El bandolero volvió a abandonar al capitán, con la orden a sus hombres de que se encargasen de él, para volver a dirigirse hacia las mujeres que seguían asustadas, en el interior del carruaje.
Carmen llevaba, en el dedo de la mano derecha, un anillo que había logrado esconder al resto de bandoleros, pero que no logró ocultar al escrutinio de la intensa mirada de aquellos ojos verdes esmeralda. Entonces, el bandolero tendió su mano hacia ella, señalándole que le entregase la joya. Carmen volvía a estar hipnotizada por aquellos ojos que la miraban con fijeza y comenzó a extender la mano hacia la suya.
—Una joya de mucho valor para llevar encima en estos días —dijo con voz pausada y melódica, cogiéndole suavemente la mano.
Carmen sintió una verdadera descarga eléctrica cuando los dedos firmes y masculinos tocaron la suave piel femenina.
—¡Por favor! —le sorprendió Carmen al hablar—. ¡Es el único recuerdo de mi madre! —dijo a modo de súplica.

Durante un pequeño instante, Carmen volvió a ver en aquellos ojos algo que interpretó como confusión. Pero, fuese o no, aquel hombre volvió a rehacerse enseguida. Tomó su mano con más firmeza y se llevó los dedos de Carmen hacia el pañuelo que cubría su cara. Lo levantó, tan mínimamente, que nadie pudo ver ni un milímetro del resto de la cara de aquel hombre. Y sin más, besó suave y lentamente los nudillos de la mano de Carmen, consiguiendo que un dulce escalofrío la recorriera por entero, mientras él no apartaba la mirada de sus ojos. Cuando, por fin, separó sus labios de la mano, acarició suavemente los dedos que acababa de besar.
—Como usted quiera, señorita. Ha sido suficientemente generosa con nosotros. No necesitamos más.
Y sin más ceremonias, se irguió sobre la montura en la que hacía un momento se había agachado y se fue hacia el capitán.
—Veo que ya había oído hablar de mí.
—Y usted de mí —dijo el francés, dándose excesiva importancia.

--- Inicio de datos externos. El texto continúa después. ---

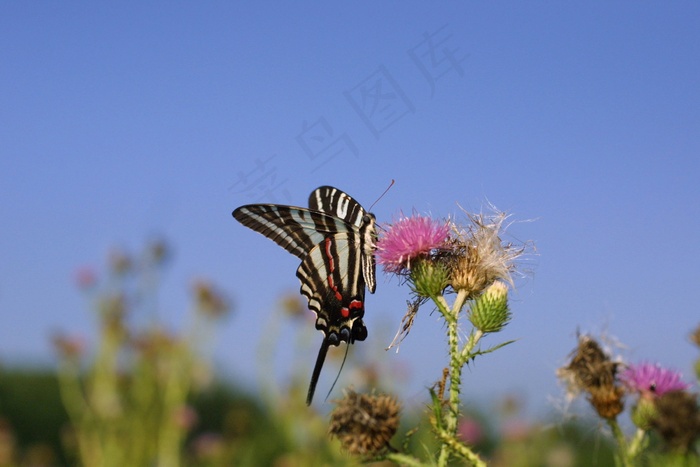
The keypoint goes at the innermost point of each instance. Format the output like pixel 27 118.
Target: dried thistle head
pixel 364 423
pixel 478 257
pixel 677 420
pixel 591 370
pixel 209 301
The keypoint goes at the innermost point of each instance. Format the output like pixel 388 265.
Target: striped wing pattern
pixel 335 240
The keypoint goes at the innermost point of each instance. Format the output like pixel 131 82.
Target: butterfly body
pixel 335 239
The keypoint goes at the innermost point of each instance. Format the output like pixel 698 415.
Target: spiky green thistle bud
pixel 644 413
pixel 429 278
pixel 489 312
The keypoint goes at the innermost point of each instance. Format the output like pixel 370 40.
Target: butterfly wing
pixel 332 281
pixel 339 204
pixel 335 239
pixel 297 230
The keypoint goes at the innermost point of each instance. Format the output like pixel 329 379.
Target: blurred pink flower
pixel 649 379
pixel 408 239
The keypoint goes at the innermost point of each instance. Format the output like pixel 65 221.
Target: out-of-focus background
pixel 124 123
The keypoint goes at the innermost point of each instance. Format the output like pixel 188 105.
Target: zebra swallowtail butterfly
pixel 335 239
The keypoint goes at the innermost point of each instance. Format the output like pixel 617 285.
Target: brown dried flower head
pixel 479 257
pixel 591 370
pixel 364 423
pixel 210 302
pixel 677 420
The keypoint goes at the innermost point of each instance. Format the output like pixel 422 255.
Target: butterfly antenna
pixel 317 370
pixel 347 347
pixel 382 195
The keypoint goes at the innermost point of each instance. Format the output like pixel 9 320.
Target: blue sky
pixel 120 122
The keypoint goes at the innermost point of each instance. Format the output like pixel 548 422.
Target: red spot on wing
pixel 331 269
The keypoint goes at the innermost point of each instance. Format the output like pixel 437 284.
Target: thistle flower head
pixel 365 424
pixel 591 370
pixel 489 312
pixel 677 420
pixel 479 257
pixel 651 380
pixel 408 239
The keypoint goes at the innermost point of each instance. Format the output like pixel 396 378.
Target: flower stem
pixel 623 456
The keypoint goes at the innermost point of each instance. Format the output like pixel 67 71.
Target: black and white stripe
pixel 335 239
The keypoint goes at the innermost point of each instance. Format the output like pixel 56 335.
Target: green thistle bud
pixel 644 413
pixel 489 312
pixel 429 278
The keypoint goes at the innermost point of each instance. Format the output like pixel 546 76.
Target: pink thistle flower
pixel 652 380
pixel 410 238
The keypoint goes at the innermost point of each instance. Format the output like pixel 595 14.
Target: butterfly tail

—Váyanse antes de que cambie de opinión y haga que mis hombres les maten como los perros que son. Les advierto que en España no deseamos escoria francesa que nos dirija y que, tarde o temprano, conseguiremos echarles a todos.
—Son ustedes unos cobardes —aventuró el francés—, y míreme bien a la cara y recuerde mi rostro porque esta es la imagen del hombre que le apresará… y le matará.
El bandolero soltó una sonora carcajada que, rápidamente, se contagió a todos sus compañeros.
—¡Sí! Ya veo. Por si no te has dado cuenta, “franchute”, no nos ha costado en absoluto asaltaros, apresaros y quitaros todas las armas y el dinero que llevabais encima. Ni siquiera has sido capaz de proteger a las señoritas —dijo con desdén—. La verdad es que no sé cómo un inútil como tú pretende apresarme a mí.
La cara del capitán pasó por todos los colores hasta llegar al rojo intenso que lucía ahora. Estaba humillado y muerto de rabia.
—¡Juro que te mataré! —dijo con los dientes apretados.
—¡Cállate mequetrefe! Podría matarte ahora mismo si me lo propusiera —dijo ya muy serio—. Pero ni mis hombres ni yo somos asesinos a sangre fría como vosotros. No nos rebajaremos jamás a vuestro nivel. Pero en una lucha igualada… no dudes que lo haré.

Y mirando fijamente, una última vez, hacia Carmen, espoleó su caballo y desapareció junto con sus hombres por el entramado de la sierra, dejando atrás a unos humillados franceses y a una asombrada y embelesada Carmen.